Ma con sentenza n. 11413/2021, il Tar del Lazio ha stabilito che tale ricostruzione non tiene in debito conto il rapporto padre-figlia. Il genitore ha infatti nei confronti dei figli, sia pure maggiorenni, non solo dei doveri, comprensivi anche dell’obbligo di contribuire alle spese per gli studi universitari ma anche dei diritti, compreso quello di conoscere gli elementi chiave del loro rendimento scolastico, ovviamente nel rispetto del dettato costituzionale che sancisce il “diritto-dovere” dei genitori di istruire ed educare i propri figli.
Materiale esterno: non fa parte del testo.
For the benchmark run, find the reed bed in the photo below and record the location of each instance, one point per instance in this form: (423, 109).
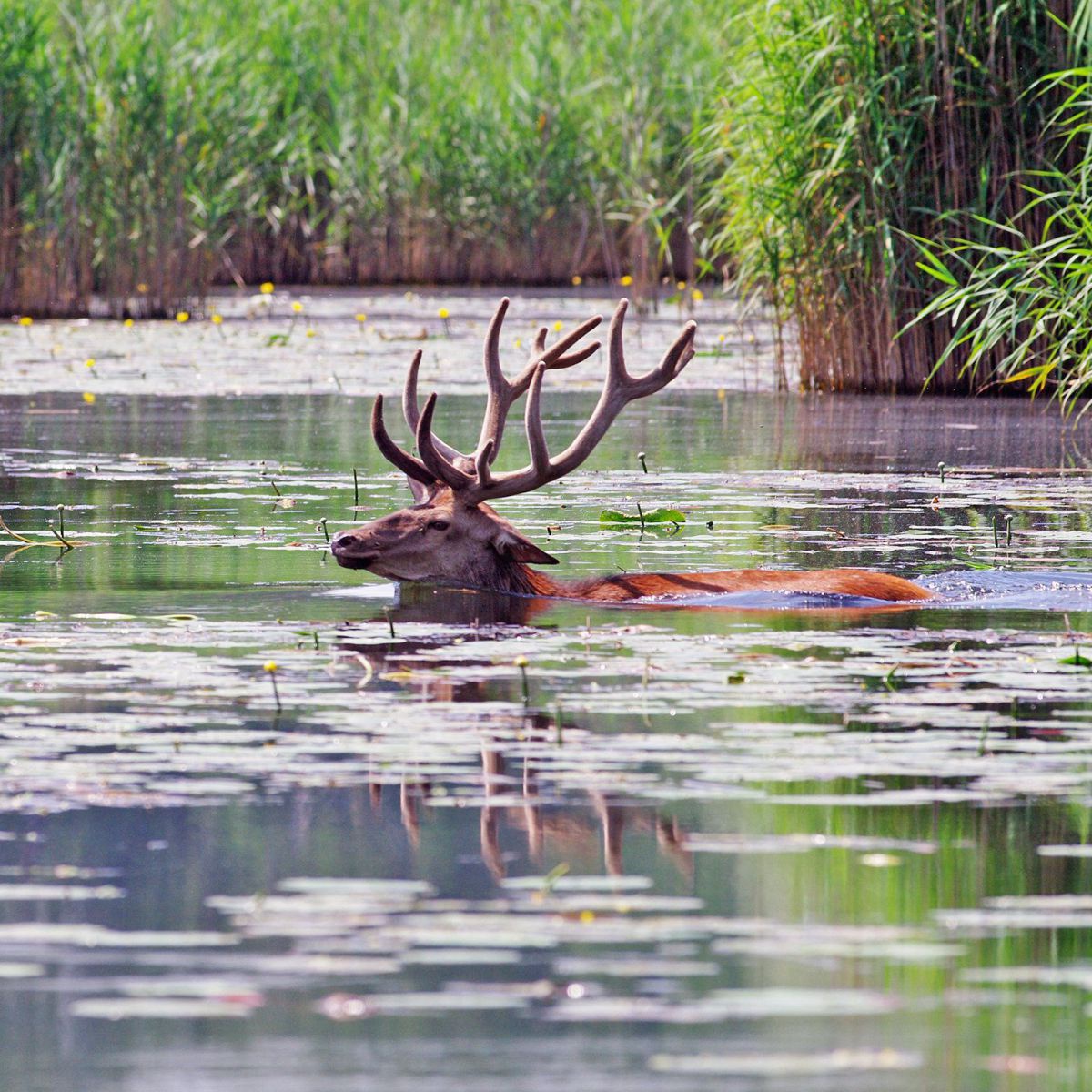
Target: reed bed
(150, 150)
(855, 129)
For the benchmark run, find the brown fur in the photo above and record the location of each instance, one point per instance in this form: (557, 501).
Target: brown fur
(442, 541)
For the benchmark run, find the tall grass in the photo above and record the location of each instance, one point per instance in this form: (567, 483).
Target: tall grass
(1019, 307)
(148, 150)
(857, 125)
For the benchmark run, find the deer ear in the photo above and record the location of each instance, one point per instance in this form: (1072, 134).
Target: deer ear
(511, 544)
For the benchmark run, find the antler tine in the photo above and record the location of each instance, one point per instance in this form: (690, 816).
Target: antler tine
(412, 414)
(414, 470)
(502, 392)
(556, 358)
(435, 462)
(533, 425)
(620, 388)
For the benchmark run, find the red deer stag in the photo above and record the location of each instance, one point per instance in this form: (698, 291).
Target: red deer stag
(452, 536)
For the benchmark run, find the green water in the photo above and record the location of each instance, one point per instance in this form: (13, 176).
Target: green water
(817, 834)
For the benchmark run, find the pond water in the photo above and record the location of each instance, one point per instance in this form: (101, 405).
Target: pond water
(763, 845)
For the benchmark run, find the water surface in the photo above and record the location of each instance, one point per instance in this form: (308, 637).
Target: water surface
(763, 845)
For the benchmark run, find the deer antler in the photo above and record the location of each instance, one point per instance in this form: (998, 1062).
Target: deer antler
(470, 476)
(501, 391)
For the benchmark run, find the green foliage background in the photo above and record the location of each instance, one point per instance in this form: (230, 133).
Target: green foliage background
(165, 146)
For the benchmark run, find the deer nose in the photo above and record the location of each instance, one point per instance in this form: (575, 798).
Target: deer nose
(344, 540)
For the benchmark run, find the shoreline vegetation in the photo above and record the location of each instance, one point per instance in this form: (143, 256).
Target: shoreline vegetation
(150, 151)
(907, 185)
(874, 157)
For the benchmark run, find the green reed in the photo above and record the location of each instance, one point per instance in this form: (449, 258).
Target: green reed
(148, 151)
(1019, 307)
(853, 128)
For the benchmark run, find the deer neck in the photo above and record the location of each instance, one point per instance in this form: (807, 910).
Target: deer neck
(519, 579)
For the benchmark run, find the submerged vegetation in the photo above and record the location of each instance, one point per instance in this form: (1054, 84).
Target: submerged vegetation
(147, 151)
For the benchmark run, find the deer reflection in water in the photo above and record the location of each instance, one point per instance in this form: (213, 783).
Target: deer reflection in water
(545, 822)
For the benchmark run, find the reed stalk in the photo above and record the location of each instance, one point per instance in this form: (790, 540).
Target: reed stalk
(150, 151)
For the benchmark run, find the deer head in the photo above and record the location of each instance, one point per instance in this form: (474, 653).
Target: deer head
(451, 535)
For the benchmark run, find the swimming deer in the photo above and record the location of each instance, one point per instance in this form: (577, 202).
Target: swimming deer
(451, 535)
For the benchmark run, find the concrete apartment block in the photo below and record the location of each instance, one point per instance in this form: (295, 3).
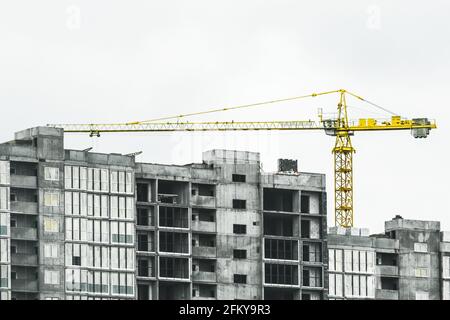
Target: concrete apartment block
(404, 263)
(84, 225)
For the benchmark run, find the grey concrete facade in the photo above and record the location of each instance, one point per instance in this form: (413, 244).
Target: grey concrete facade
(84, 225)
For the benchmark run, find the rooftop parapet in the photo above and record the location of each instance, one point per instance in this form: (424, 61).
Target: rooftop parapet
(398, 223)
(230, 157)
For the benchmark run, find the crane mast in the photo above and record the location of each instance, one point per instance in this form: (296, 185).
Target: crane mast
(340, 127)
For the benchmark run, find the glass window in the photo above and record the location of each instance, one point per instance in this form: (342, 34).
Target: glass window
(51, 250)
(51, 277)
(51, 199)
(51, 174)
(51, 225)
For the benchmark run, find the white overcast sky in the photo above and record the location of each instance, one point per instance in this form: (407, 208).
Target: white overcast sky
(116, 61)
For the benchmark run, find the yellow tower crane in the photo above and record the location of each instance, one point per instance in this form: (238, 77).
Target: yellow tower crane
(340, 127)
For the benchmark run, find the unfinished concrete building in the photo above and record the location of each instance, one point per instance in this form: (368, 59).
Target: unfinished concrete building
(84, 225)
(404, 263)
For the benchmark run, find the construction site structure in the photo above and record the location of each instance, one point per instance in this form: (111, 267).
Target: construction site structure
(340, 127)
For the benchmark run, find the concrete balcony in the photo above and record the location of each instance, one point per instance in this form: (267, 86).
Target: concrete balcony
(203, 298)
(24, 233)
(203, 201)
(205, 226)
(384, 294)
(28, 182)
(24, 259)
(24, 207)
(24, 285)
(204, 276)
(208, 252)
(390, 271)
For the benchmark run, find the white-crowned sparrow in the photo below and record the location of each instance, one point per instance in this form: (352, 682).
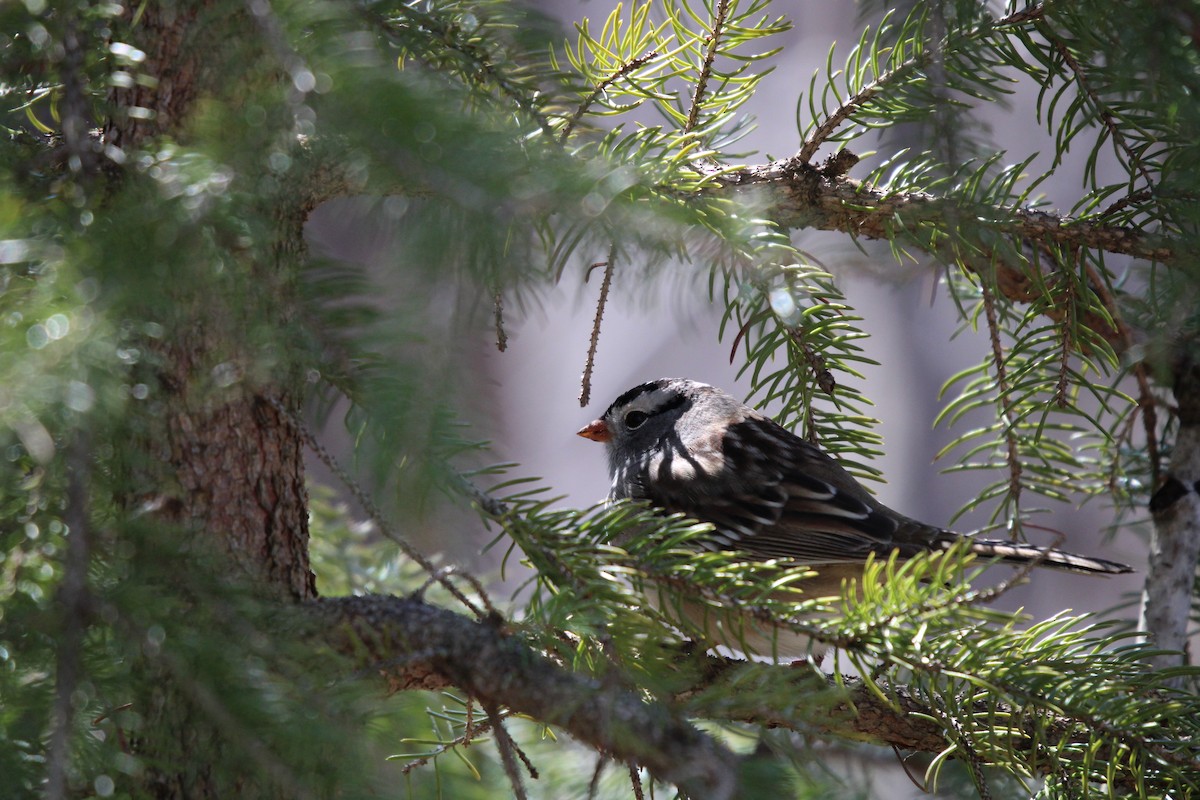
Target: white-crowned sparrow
(689, 447)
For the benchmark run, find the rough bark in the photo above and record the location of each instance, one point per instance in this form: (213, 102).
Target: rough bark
(220, 462)
(1175, 542)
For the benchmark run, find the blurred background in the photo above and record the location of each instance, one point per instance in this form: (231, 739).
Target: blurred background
(526, 400)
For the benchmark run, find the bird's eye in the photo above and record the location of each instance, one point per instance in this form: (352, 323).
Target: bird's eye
(634, 420)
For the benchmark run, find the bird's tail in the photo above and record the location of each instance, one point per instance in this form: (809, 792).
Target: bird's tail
(1014, 553)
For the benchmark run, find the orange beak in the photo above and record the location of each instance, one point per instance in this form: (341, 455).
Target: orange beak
(595, 431)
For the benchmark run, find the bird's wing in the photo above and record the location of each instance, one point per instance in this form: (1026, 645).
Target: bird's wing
(772, 494)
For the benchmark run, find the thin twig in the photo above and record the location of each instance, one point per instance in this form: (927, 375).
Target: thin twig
(635, 781)
(505, 746)
(706, 68)
(858, 100)
(601, 88)
(1006, 402)
(594, 783)
(1067, 340)
(1102, 108)
(1146, 401)
(376, 515)
(502, 337)
(589, 366)
(472, 732)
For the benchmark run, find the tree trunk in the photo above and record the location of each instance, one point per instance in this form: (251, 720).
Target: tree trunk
(222, 464)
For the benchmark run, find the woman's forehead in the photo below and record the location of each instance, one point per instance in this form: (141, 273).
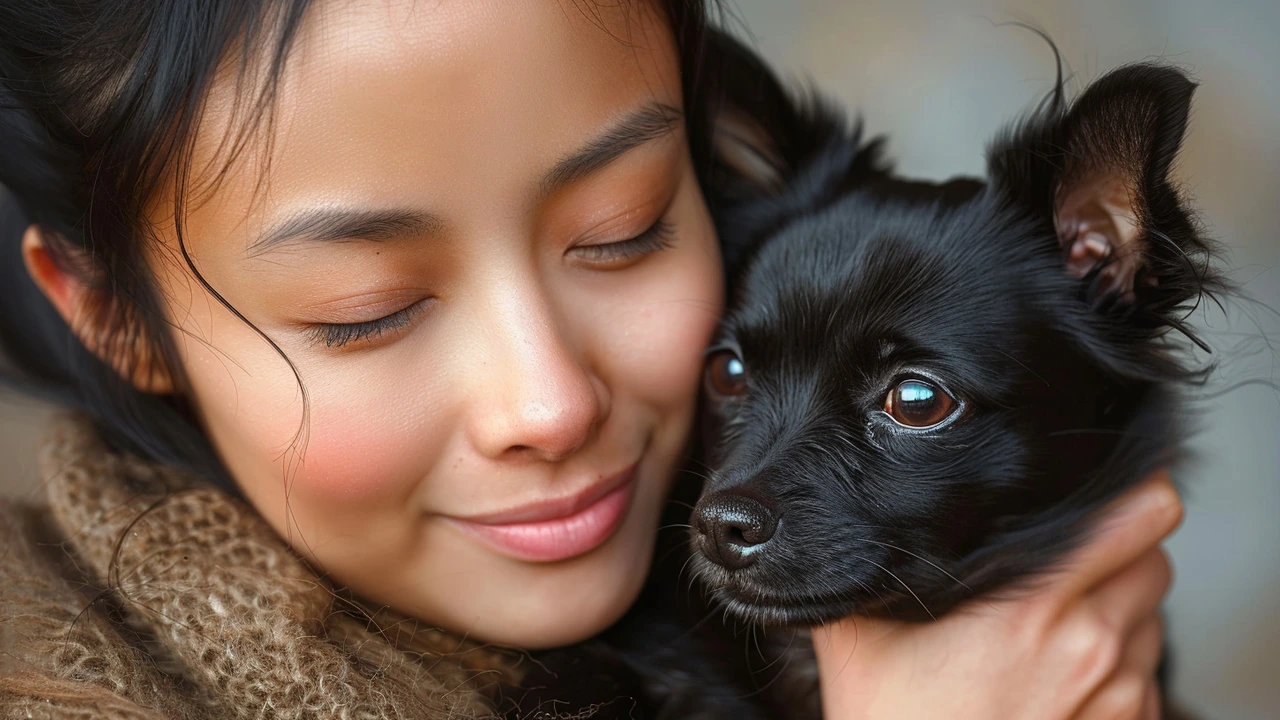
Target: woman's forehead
(408, 103)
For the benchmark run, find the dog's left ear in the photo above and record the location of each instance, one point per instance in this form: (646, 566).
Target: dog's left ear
(1100, 171)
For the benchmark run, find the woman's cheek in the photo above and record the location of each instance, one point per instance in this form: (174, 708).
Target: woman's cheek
(670, 328)
(369, 443)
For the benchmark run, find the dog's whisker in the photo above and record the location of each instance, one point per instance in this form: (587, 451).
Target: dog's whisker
(938, 568)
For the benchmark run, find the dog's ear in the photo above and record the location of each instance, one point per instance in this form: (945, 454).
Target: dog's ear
(1100, 171)
(775, 153)
(762, 133)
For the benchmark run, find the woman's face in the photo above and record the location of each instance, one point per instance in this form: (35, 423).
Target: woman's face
(475, 231)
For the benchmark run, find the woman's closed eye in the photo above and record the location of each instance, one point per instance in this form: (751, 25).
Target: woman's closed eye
(656, 237)
(339, 335)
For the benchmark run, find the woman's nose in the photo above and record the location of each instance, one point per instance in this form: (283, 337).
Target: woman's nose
(543, 400)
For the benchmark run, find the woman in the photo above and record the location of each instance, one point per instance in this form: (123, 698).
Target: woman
(428, 286)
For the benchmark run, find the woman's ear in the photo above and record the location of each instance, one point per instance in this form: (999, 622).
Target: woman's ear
(85, 310)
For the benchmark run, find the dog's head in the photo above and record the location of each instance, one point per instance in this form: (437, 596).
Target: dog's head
(920, 391)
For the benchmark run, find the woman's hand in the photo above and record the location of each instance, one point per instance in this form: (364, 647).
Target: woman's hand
(1084, 646)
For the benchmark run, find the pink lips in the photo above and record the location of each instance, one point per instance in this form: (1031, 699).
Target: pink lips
(561, 528)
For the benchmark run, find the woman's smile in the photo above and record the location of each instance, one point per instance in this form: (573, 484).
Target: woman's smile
(557, 528)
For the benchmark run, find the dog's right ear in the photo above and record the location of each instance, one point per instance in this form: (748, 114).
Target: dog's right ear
(773, 151)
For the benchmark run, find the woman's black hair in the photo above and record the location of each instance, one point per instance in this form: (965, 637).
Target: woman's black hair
(99, 100)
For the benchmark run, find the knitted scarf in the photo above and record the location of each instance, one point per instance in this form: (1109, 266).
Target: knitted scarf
(142, 593)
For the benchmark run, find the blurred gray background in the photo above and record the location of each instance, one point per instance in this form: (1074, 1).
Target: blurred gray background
(940, 77)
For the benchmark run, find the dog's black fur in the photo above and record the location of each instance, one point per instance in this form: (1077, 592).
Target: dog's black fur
(846, 281)
(1064, 370)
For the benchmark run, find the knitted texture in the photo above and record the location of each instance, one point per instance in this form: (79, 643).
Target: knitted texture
(142, 593)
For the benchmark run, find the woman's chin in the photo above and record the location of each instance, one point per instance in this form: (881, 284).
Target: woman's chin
(542, 605)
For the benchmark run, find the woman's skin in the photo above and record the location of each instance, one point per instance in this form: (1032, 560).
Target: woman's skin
(476, 171)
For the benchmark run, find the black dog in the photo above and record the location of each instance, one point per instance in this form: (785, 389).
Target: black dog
(920, 392)
(923, 392)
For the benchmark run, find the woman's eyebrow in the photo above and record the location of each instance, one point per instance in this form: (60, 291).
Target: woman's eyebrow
(327, 224)
(649, 122)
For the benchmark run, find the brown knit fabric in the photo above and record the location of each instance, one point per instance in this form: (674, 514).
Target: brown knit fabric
(141, 593)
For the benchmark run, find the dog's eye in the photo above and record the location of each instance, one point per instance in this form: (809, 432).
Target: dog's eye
(919, 404)
(726, 374)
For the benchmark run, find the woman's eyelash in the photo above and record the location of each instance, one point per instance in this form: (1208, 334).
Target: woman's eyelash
(337, 335)
(657, 237)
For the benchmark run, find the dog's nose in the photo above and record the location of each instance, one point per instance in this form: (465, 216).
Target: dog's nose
(734, 528)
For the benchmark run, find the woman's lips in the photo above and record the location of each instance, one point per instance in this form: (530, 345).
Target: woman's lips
(557, 529)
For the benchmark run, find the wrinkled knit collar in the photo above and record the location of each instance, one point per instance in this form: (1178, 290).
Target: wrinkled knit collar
(141, 592)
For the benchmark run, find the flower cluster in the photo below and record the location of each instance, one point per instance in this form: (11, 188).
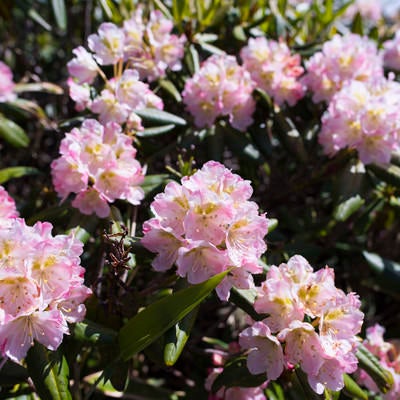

La decisione adottata dai giudici è stata quindi quella di affermare che il genitore è “titolare di una posizione giuridicamente rilevante e di interesse attuale, in virtù della sua posizione di padre che corrisponde un assegno di mantenimento”, e perciò egli ha diritto al pieno accesso non solo agli atti riguardanti l’effettiva iscrizione all’università della propria figlia, ma anche a prendere visione ed estrarre copia della documentazione amministrativa e di quella relativa agli esami sostenuti e superati con i relativi voti conseguiti, perché l’interesse personale del richiedente a tutelare in sede giudiziaria la propria sfera giuridica è prevalente sull’invocato diritto alla riservatezza” dalla figlia.